I dati della spesa pubblica e quella privata: come si
costruiscono le diseguaglianze - Alessandro Volpi
Come si costruiscono le disuguaglianze. La spesa sanitaria pubblica si è
ridotta negli ultimi dieci anni di quasi 50 miliardi di euro. Nel frattempo è
cresciuta la spesa sanitaria privata che ormai ha ampiamente superato i 40
miliardi di euro annui, di cui 35 provengono direttamente dai cittadini e dalle
cittadine e circa 7 dalla sanità integrativa.
Questa mutazione in corso significa che circa 1,5 milioni di famiglie utilizza
oltre il 20% della propria capacità di spesa per cure mediche e quasi 500 mila
persone sostengono spese mediche che le portano sotto la soglia di povertà.
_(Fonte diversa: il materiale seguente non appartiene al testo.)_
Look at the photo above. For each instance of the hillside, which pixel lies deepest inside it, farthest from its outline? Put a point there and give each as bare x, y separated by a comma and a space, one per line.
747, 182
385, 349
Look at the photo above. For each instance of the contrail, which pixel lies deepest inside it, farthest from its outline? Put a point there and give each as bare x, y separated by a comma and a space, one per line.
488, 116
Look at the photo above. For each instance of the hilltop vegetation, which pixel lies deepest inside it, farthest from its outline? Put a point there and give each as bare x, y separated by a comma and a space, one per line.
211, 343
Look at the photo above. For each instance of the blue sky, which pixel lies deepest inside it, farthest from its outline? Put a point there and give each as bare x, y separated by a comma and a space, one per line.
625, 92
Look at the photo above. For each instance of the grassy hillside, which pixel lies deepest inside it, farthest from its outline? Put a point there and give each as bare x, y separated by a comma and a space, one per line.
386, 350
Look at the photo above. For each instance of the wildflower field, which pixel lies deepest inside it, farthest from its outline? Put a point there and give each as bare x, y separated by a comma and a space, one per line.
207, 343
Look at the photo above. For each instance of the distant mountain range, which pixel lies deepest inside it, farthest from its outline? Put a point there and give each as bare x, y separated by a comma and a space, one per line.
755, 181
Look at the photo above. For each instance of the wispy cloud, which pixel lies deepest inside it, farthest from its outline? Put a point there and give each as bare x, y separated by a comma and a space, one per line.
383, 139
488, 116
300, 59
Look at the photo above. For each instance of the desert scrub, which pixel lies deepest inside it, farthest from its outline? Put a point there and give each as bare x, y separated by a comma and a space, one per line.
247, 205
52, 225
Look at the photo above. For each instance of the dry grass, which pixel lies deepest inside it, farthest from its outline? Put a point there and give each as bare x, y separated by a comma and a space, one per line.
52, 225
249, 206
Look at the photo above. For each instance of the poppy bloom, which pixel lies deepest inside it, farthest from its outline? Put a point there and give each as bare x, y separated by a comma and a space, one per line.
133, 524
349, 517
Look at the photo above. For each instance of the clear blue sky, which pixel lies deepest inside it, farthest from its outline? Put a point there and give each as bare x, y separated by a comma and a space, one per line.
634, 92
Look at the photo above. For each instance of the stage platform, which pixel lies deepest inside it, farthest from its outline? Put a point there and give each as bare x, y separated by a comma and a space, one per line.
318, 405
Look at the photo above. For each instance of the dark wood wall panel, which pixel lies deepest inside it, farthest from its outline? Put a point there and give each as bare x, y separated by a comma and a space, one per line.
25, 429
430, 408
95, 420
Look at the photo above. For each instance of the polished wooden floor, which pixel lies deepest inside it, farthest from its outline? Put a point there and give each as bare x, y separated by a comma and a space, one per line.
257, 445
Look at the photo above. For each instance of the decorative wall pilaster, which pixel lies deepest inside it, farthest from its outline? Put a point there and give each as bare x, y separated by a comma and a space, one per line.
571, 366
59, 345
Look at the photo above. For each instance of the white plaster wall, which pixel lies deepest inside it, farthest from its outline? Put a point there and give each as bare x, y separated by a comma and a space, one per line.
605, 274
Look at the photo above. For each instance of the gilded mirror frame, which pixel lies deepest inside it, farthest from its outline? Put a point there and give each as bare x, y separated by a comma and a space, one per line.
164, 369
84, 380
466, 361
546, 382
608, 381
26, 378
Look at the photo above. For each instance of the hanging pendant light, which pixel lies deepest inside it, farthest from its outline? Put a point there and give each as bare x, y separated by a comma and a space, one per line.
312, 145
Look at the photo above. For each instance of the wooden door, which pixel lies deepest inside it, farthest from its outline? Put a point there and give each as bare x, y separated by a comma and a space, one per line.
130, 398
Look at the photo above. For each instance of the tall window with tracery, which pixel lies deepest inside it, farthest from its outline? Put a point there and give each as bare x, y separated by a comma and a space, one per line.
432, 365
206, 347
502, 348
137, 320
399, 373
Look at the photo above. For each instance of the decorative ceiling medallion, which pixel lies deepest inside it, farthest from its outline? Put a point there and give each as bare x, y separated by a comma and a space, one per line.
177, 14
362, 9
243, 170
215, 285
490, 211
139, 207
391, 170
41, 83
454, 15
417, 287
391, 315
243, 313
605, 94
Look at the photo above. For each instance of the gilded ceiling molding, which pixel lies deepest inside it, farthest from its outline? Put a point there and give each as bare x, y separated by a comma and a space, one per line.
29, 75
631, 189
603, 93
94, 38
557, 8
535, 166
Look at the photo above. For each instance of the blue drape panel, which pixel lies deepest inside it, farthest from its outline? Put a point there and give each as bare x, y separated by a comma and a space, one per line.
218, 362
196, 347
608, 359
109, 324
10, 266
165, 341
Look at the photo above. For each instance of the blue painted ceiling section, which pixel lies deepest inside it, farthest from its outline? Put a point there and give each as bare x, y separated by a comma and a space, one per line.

A
questi dati bisogna aggiungere una fetta di popolazione, pari al 7%, che ha
rinunciato a curarsi.
Difendere la sanità pubblica con una dura lotta all'evasione fiscale, con il
pieno rispetto del principio di progressività dell'imposizione e con una
tassazione in grado di ottenere un gettito dai grandi patrimoni e dalle rendite
finanziarie è la strada per battere queste disuguaglianze. Pensare di
affrontare il tema della sanità riducendo il carico fiscale per consentire ai
cittadini e alle cittadine di disporre delle risorse da destinare alla sanità
integrativa vuol dire, invece, accentuare ancor di più le disuguaglianze, dal
momento che i redditi più bassi non riusciranno a dotarsi di polizze capaci di
garantire loro le cure necessarie e il minor gettito genererà l'inevitabile
smantellamento del sistema sanitario nazionale.